Ancak zirve bir kez daha Avrupalı emperyalistleri hüsrana uğrattı. Bir kere sonuç bildirgesine Rusya’yı suçlayıcı bir cümle yerleştirilemedi. Laos, Tayland ve Vietnam kesin karşı çıkarlarken, ASEAN dönem başkanı Kamboçya Başbakanı Hun Sen ASEAN’ın “her türlü blok siyasetini reddettiğini ve herhangi bir kuşatma girişiminin parçası olmayacağını” açıkladı. Aynı şekilde AB’nin ASEAN ülkelerini Tayvan ihtilafında da yanına çekemediği görüldü ASEAN, Çin ile herhangi bir gerilime girmeyeceğini açıkladı.
Diğer taraftan tedarik zincirleri konusunda Çin’e olan bağımlılığın uzun süre boyunca aşılamayacağı bizzat AB temsilcileri tarafından dile getirildi. Singapur ve Vietnam ile olan, ancak yüksek teknoloji ürünlerinden ziyade sadece tekstil branşında devam ettirilen iş birliğinin Avrupalı otomotiv tekellerinin ihtiyaçlarını karşılayamayacağı çok açık.
ASEAN üyeleri arasında Avrupalıların en çok güvendikleri tek ülke Singapur. Singapur Güney Kore, Japonya ve Tayvan ile hem ABD’nin Hint-Pasifik- Stratejisini destekliyor, hem de Avrupalı silah tekellerinin önemli müşterileri arasında yer alıyor. Geçen salı günü Kiel’de Singapur’a iki denizaltının teslim edildiği törende konuşan Alman Şansölyesi bu nedenle “Singapur ile aramızda iktisadi ve jeopolitik çıkarlar açısından sıkı bir iş birliği mevcuttur” diyordu. Gene de “Avrupa’nın güvenlik politikaları için önemli bir stratejik partner” olarak görülen Singapur’un ASEAN içindeki etkisi, siyaset değişikliği için yeterli değil.
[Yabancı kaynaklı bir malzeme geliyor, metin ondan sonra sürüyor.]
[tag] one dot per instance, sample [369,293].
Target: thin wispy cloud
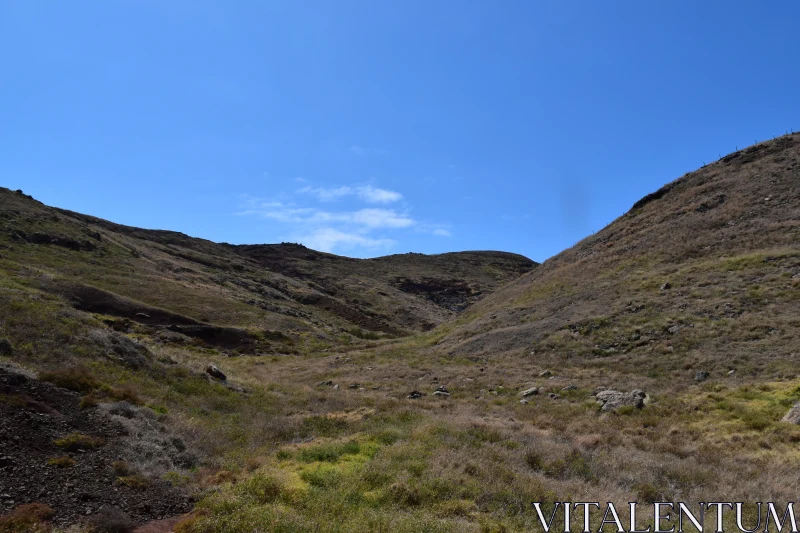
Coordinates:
[368,193]
[310,217]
ASEAN 1967’de kurulduğunda, o zamanlar Avrupa Ekonomik Topluluğu çatısı altında toplanan Avrupalı emperyalist ülkelerle birlikte Batının antikomünist ittifaklarının önemli bir bileşeniydi. Avrupalılar Sovyetler Birliği’ne karşı verilen mücadelede saflarını aldıklarında, ASEAN ABD emperyalizminin Vietnam savaşına destek çıkıyor ve oluşturdukları diktatörlüklerle ülkelerinin kaynaklarını Batılı güçlere peşkeş çekiyorlardı. Görüldüğü kadarıyla Avrupalılar ABD’nin de desteğiyle ASEAN’a benzer görevleri yüklemeye çalışıyorlar.
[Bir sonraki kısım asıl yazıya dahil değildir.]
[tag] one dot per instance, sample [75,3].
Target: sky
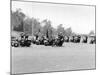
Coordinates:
[80,18]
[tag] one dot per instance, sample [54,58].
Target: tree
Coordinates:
[47,28]
[28,26]
[68,31]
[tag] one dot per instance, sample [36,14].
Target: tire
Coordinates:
[16,45]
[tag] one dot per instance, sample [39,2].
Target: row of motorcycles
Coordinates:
[26,42]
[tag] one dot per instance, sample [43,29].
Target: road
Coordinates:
[39,58]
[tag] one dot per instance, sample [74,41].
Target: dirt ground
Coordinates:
[39,58]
Ama ne ASEAN ülkeleri 1960’ların sömürgelerine benziyorlar, ne de Avrupalıların uzattıkları her yeme kanacak kadar zayıf durumdalar. AB’nin Güneydoğu Asya’daki “yakınlaştırma girişimleri”, aynı Afrika’da oluşturmaya çalıştıkları etki alanları girişimleri gibi başarısız kalacak gibi görünüyor. O açıdan dünya ekonomisinin ağırlık noktasının giderek Güneydoğu Asya’ya kaymakta olduğu ve ABD emperyalizminin Pasifik sularını ateşe vermek istediği böylesi bir dönemde Avrupalı emperyalistlerin yeni(den) sömürge hevesleri kursaklarında kalacak tespitini yaparsak, herhalde yanılmış olmayız.